Could someone also explain why the assumption that the claims inflation in 2010 is the same as in 2009? I don't see how we use that assumption in the calcs.
 
Could someone explain why the inflation factor for the year 2007 is 1.09^3? I would assume that it should be 1.07^0.5 (which gets you to the start of 2018) and then 1.09^2.5 which gets you to the midpoint of 2010. What's going on here?

Ah yes, I see your logic. It sounds like you’ve used a valid approach, given the information.

The examiners used a simpler method. Their interpretation is that any claim event occurring in 2007 (for example) will be exactly 7% bigger than a corresponding claim event occurring in 2006.

Notice that the question says 'estimate', so in practice a wide range of approaches was allowable as long as you stated your (suitable) assumptions.

Could someone also explain why the assumption that the claims inflation in 2010 is the same as in 2009? I don't see how we use that assumption in the calcs.

Let’s look at the 2006 accident year as an example.
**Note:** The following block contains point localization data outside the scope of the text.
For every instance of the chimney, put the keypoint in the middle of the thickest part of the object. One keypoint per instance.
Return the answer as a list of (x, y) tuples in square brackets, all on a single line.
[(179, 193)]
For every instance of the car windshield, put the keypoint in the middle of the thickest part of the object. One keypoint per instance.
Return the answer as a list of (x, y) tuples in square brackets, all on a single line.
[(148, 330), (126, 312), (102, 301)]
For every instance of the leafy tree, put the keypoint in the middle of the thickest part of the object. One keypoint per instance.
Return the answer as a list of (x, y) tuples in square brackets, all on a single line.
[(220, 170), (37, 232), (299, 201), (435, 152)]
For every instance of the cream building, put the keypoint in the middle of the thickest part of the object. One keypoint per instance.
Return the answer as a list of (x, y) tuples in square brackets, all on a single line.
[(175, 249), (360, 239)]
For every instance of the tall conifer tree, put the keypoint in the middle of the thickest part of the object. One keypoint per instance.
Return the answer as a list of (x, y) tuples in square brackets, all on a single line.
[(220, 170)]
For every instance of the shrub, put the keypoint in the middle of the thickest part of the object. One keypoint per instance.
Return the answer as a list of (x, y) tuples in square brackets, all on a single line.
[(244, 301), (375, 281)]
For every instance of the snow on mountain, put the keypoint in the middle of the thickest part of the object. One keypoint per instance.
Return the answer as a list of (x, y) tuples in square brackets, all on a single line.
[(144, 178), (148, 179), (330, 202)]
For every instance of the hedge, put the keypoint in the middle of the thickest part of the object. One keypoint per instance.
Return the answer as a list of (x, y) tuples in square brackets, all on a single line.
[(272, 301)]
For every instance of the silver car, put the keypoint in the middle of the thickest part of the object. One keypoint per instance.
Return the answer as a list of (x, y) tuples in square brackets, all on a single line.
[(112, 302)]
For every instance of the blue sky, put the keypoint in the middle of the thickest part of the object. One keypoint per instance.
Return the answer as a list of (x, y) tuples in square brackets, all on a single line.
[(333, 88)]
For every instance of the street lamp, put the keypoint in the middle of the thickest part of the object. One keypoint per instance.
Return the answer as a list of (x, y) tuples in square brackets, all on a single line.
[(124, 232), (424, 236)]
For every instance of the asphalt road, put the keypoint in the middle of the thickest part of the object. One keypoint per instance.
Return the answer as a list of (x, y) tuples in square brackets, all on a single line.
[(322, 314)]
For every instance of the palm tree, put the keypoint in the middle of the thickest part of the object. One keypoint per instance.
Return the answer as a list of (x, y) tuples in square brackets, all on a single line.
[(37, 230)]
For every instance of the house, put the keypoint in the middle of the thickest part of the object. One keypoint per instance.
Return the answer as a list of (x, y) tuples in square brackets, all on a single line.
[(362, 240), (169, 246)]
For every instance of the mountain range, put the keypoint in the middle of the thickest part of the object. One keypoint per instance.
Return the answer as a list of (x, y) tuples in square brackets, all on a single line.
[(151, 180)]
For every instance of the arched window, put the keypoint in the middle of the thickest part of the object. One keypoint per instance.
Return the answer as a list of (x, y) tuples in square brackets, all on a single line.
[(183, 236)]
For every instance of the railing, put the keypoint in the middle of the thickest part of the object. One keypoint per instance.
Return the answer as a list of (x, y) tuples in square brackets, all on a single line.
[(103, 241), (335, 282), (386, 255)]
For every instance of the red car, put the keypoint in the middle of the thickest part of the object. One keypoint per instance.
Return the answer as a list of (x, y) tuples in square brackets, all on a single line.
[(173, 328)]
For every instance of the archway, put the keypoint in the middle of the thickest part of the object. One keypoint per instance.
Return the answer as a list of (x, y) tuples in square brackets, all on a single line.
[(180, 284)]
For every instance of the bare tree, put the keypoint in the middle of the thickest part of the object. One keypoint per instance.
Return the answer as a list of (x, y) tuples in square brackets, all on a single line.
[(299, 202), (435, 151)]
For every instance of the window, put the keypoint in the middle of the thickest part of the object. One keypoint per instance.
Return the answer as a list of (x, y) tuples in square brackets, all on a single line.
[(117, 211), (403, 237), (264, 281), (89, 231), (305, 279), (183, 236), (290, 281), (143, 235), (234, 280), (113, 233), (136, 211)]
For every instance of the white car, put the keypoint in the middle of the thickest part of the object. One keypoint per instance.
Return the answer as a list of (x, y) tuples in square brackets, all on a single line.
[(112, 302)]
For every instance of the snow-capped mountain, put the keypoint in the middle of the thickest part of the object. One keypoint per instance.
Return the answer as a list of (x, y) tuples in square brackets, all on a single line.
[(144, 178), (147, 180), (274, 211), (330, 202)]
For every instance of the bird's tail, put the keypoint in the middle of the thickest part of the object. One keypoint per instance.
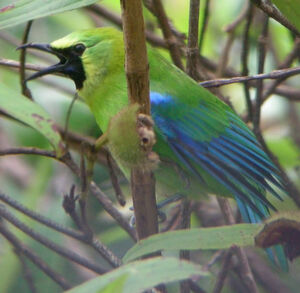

We inflate that up to the 2007 accident year using the factor 1.07. Then we inflate it up to the 2009 accident year by using an extra factor of 1.09^2. Now we have to inflate it up to the 2010 accident year, using the appropriate inflation rate for that year… but hang on, the question doesn’t tell us what inflation rate to use for 2010, so we’ll just use the same as before and state the assumption that “inflation in 2010 is the same as in 2009”. So the total inflation factor for the 2006 accident year is 1.07*(1.09^2)*1.09.
 
Ah yes, I see your logic. It sounds like you’ve used a valid approach, given the information.

The examiners used a simpler method. Their interpretation is that any claim event occurring in 2007 (for example) will be exactly 7% bigger than a corresponding claim event occurring in 2006.

Notice that the question says 'estimate', so in practice a wide range of approaches was allowable as long as you stated your (suitable) assumptions.



Let’s look at the 2006 accident year as an example. We inflate that up to the 2007 accident year using the factor 1.07. Then we inflate it up to the 2009 accident year by using an extra factor of 1.09^2. Now we have to inflate it up to the 2010 accident year, using the appropriate inflation rate for that year… but hang on, the question doesn’t tell us what inflation rate to use for 2010, so we’ll just use the same as before and state the assumption that “inflation in 2010 is the same as in 2009”. So the total inflation factor for the 2006 accident year is 1.07*(1.09^2)*1.09.

Thanks. The second point makes sense.

Going back to their method, I've never seen this before in any other exam questions - I always thought we inflate from the middle of the claim period to the middle of the exposure period in question. Could you suggest any other questions where they've used this method or am I OK to stick with line of thinking for the exam?